Some of you that tuned into my webcast (or attended my session) at TechEd might have been surprised when, during the section reviewing the pros and cons of Windows authentication, I stated the following:
“So disadvantages are along the same lines in that you’re now linked to Active Directory, so all the users that are accessing your application have to be in Active Directory or the local user database [Windows SAM]. It’s not as scalable, if you’re writing a big ecommerce application and you’re having thousands of customers and they’re signing themselves up you probably don’t want those folks in your AD, so it wouldn’t work well for that solution.“
The point I was trying to make – and stumbled over – was that for large ecommerce scenarios, the management of hundreds of thousands of user accounts in Active Directory might not scale as well compared to the management of those same users as simple records in a database. I was not saying that AD is not a scalable technology. Quite the contrary – from an architectural standpoint, there are numerous case studies that show how scalable a technology AD is. Specifically, here is a case study of AD being used in an ecommerce extranet type of web application.
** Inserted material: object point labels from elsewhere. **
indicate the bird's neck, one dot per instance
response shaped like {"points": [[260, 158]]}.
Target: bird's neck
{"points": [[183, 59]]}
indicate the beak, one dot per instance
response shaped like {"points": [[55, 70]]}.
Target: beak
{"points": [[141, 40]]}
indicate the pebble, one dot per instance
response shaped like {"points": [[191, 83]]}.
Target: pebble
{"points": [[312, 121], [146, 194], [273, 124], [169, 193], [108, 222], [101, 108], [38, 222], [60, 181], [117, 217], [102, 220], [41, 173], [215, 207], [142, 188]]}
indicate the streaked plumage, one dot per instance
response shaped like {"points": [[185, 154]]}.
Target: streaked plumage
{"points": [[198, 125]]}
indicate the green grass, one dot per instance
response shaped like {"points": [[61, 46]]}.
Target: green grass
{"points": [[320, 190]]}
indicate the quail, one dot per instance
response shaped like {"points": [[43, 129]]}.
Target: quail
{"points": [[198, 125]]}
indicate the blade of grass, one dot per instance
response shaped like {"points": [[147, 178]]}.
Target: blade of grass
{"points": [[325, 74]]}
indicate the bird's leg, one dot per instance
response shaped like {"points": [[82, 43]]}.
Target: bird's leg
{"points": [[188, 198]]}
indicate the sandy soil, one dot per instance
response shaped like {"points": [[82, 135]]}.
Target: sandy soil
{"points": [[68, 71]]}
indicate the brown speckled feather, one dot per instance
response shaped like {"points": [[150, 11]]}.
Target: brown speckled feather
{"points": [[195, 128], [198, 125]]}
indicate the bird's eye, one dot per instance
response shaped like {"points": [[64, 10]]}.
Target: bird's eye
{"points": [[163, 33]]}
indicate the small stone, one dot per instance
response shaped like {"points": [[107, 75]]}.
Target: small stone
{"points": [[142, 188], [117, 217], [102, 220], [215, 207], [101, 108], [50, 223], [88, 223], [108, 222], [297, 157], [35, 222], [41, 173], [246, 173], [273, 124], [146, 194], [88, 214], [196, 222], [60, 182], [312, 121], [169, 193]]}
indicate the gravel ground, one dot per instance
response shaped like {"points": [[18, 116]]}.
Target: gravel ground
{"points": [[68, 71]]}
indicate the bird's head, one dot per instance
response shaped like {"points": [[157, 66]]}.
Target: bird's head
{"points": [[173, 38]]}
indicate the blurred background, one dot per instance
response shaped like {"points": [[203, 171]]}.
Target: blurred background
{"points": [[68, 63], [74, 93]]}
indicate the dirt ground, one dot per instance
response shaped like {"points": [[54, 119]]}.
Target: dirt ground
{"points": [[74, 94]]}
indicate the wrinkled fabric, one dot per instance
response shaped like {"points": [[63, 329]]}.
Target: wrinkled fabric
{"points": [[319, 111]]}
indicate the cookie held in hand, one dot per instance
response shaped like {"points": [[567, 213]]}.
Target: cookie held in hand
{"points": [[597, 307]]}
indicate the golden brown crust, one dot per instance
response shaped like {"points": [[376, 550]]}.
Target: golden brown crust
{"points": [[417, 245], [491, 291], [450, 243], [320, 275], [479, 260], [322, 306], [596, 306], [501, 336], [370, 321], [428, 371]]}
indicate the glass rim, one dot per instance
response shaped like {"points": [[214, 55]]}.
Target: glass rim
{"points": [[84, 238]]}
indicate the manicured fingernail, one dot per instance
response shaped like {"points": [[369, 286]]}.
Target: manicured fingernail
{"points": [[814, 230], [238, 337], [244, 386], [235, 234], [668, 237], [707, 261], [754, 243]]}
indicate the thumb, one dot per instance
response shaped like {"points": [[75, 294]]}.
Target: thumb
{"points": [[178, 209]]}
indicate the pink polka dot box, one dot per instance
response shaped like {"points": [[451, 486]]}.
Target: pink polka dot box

Also, later on in the session I was answering another question talking about using Forms Authentication against accounts stored in AD (good reference on how to do that here). That’s a perfectly valid model as well. The decision as to which user store to use (and therefore, to some degree the authentication mechanism to use) should be based on factors such as manageability, because a solution with accounts as records in a SQL Server table or one with accounts in AD can scale equally well to meet just about any requirements. I misspoke and misrepresented that point in part due to having a compressed time slot – turns out the speaker following me was scheduled to start at exactly my finish time. Such is the risk of live events!